Metabolic syndrome (MetS), a cluster of abdominal obesity, hyperglycemia, hypertriglyceridemia, low HDL (high density lipoprotein)-cholesterol, and hypertension, is known to be a strong risk factor for type 2 diabetes and is considered one of the most important preventable risk factors for cardiovascular diseases, whose prevalence is increasing.
Cardiovascular diseases (CVD) are the leading causes of death in the world, accounting for a combined 15.2 million deaths in 2016. These diseases have remained the leading causes of death globally in the last 15 years. Metabolic syndrome (MetS), a cluster of abdominal obesity, hyperglycemia, hypertriglyceridemia, low HDL (high density lipoprotein)-cholesterol, and hypertension, is known to be a strong risk factor for type 2 diabetes and is considered one of the most important preventable risk factors for CVD , whose prevalence is increasing. It is estimated that 39.9 ± 0.7% of the Asian population, 29.2 ± 0.7% of the European population, and 34.3 ± 0.8% of the adult US population suffers from MetS.
The main treatment for MetS prevention is a change in lifestyle through a multifactor approach based on education, regular physical exercise, and a healthy diet. An increasing number of studies support the idea that these changes in lifestyle were efficient in achieving the proposed goals for the treatment of MetS . However, most physicians treat each component of MetS separately, prioritizing the treatment of those components that are easily amenable with drug treatment, given that it is easier to prescribe a drug to lower blood pressure, blood glucose, or triglycerides than to initiate a long-term strategy to change a person’s lifestyle.
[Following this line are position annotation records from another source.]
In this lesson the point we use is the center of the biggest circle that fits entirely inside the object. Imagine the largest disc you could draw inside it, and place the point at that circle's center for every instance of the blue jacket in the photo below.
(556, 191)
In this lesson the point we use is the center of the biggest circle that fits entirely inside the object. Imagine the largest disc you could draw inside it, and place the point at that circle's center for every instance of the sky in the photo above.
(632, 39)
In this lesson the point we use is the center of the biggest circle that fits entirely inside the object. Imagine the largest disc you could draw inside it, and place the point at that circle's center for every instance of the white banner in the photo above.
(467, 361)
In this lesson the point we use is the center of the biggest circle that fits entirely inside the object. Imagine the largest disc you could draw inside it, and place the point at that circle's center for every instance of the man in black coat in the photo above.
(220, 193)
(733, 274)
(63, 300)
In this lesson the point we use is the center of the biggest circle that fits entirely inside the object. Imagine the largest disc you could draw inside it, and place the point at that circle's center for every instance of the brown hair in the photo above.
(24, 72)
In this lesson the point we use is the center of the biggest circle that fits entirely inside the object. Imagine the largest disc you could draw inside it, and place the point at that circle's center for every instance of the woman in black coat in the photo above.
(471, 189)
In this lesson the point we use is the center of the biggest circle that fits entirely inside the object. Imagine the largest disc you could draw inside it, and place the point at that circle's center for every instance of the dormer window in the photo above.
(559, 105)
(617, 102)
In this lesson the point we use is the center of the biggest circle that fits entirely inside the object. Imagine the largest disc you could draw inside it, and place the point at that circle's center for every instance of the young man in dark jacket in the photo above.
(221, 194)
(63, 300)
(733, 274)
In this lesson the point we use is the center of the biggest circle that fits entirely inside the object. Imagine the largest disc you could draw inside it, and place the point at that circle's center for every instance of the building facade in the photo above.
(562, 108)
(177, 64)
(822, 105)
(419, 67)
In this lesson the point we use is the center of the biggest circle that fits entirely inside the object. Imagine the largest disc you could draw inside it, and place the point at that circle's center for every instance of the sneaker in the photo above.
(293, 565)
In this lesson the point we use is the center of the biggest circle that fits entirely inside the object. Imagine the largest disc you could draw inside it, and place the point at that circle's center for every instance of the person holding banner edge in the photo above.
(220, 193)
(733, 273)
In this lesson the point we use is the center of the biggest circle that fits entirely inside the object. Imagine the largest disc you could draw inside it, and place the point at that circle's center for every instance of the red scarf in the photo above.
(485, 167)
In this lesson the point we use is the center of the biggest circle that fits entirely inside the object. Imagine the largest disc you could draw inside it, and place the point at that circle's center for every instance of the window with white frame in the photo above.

It is important to highlight that MetS may lead to alterations in self-perceived well-being, since MetS has been linked to a decrease in health-related quality of life (HRQoL). Interestingly, these alterations in HRQoL may encourage the development of lifestyle changes more than the comorbidities associated with MetS itself. Nevertheless, the relationship between MetS and HRQoL is complicated, with previous studies suggesting that the relationship may vary for the different components, physical and mental, of HRQoL. Moreover, some results are inconsistent, especially in relation to the mental component. There are several validated questionnaires that measure the HRQoL, but the SF-36 (The Short Form-36 Health Survey) is the most widely used as an accurate way to measure self-perceived HRQoL. This questionnaire consists of 36 items that assess eight dimensions or scales, and these dimensions are grouped into two health components: the physical component summary (PCS) and the mental component summary (MCS). Each item received a numerical score that was encoded, summed up, and put on a scale from 0 to 100. The higher the score, the better the quality of life in the analyzed field .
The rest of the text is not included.